The secret reason photographers start taking pictures
At a recent symposium on Beauty, Creativity and Healing, Dr. Elaine Scarry put forth the notion that the impulse to make art first arises when we see something beautiful and are driven to some kind of activity, drawing or singing or writing it, limning it in some way.
Her statement made perfect sense sitting there in a room of scholars, but it didn’t describe anything like what had happened to me in my beginnings.
Then I came across something that turned that whole idea on it’s head and led me to something much clearer. It’s in a book by Gregory Orr called Poetry as Survival. Orr is the person who wrote a poem that made me want to write the minute I heard it, and that held a key to what he was saying.
He talked about the impulse/inspiration to create in a way I’d never heard before.He said that the thing that makes one want to write a poem about a strong experience is not the emotion itself but the powerful slap that comes from encountering someone else’s poem about the emotion.
This was like a key going into a lock. I remember very clearly that what enthralled me about photography was not the stuff of the world or the my strong response that I wanted to capture for others to see, it was seeing photographs of such things and immediately wanting to make them myself, to capture things wild and complex in photographic images.
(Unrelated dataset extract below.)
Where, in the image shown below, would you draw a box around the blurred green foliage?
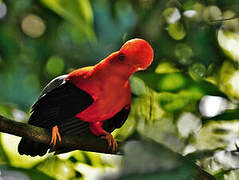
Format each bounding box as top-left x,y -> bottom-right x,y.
0,0 -> 239,180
Years before starting photography I was quite sure I’d be a writer, what got me to work on that was seeing what actual writers were writing. It made me want to do just that. (it still does.) After college I did a stint in theater, and in that instance what drew me to it me was the thought that I could take emotions and situations and actually encompass them, as I was seeing others do on stage.
Orr’s idea turns a lot of conventional thinking upside down, but it sounds just right to me, just like my own experience. It wasn’t the sight of the world that changed me, it was the sense of power that came from getting it to a size and scope that I could capture and convey.
Hence, for me, from then on, photography.
There’s a larger thought this leads to, but I haven’t gotten it thought through yet. Soon.